The average 30-year fixed-rate mortgage rate has been below 5% since 2010 (keep in mind that even tiny changes in rates can have a huge impact on the overall cost of your home). As of March 2020, the rate for the same mortgage was 3.88%. This chart from the Federal Reserve Bank of St. Louis shows historical prices for 30-year fixed-rate mortgages, starting in 1971.
So how does this play out for real estate prices? Lower mortgage rates don't necessarily have a direct relationship to home prices, even though we'd like to think they do. But they may have an indirect effect on them. When rates are low, consumers are more willing and can afford to take on more debt. That's because the cost of credit—i.e. interest—is cheap. Rising interest rates, though, tends to lead to weaker demand from buyers.
Is Buying a Home a Good Investment?
The idea that a home is a good investment stems from the fact that real estate prices tend to rise, at least historically speaking. Since there's no way to predict the future real estate market, it's important to avoid getting in over your head. A home is a good investment only if you can afford it.
Of course, while you are unlikely to see any profits that you can spend if you plan to live in the same house all of your life (think: house rich, cash poor). But if you buy with an exit strategy in mind, there is a much better chance of realizing a cash profit.
First, consider your motivation for buying a home. If you want to live in it, then you probably don't need to think about your home in terms of profits and losses. If you're hoping to make money, then you need to enter the transaction with an exit strategy. This also means you should have a selling price in the back of your mind, all while keeping the purchase price of the property at the forefront.

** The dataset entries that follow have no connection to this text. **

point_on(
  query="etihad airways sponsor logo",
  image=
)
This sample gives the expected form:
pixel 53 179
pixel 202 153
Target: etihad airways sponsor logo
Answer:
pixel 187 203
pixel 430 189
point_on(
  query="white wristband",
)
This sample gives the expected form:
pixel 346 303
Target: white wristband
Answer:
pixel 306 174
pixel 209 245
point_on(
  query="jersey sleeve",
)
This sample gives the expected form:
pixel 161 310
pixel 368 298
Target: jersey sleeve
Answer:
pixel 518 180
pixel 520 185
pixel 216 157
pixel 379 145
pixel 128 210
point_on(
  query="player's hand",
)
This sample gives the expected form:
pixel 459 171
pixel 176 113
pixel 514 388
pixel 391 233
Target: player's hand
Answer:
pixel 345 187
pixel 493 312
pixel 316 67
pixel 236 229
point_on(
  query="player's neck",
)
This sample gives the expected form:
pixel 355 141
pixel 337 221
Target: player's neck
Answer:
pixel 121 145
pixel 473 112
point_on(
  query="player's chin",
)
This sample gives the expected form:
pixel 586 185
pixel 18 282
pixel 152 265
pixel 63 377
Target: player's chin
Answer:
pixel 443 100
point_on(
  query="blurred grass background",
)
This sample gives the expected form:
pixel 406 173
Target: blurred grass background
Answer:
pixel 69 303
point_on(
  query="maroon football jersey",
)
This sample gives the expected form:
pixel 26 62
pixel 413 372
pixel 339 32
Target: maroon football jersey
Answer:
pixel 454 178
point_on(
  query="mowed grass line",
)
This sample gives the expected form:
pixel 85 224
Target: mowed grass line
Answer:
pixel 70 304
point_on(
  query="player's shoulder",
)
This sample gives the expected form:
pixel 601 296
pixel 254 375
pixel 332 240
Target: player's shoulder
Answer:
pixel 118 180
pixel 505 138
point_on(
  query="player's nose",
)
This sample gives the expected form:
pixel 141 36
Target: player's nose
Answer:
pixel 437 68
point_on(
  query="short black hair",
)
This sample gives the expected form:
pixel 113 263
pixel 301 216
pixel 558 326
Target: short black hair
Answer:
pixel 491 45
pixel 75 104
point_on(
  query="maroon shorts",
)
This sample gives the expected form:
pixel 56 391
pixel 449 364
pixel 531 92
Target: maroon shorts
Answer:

When the market reaches your price point, you sell the property just as you would a stock that has appreciated. This may not be a practical approach for your primary residence, depending on your lifestyle, but it is exactly what many real estate investors do when they purchase properties—renovate and sell them. Just remember that prices don't always move up.
The Bottom Line
With history as a guide, most would-be homeowners would do well to buy a place they actually hope to inhabit, pay off the mortgage quickly, live there until retirement, then downsize and move to a less expensive home. It's not a sure bet, but this strategy does increase the likelihood of making a profit.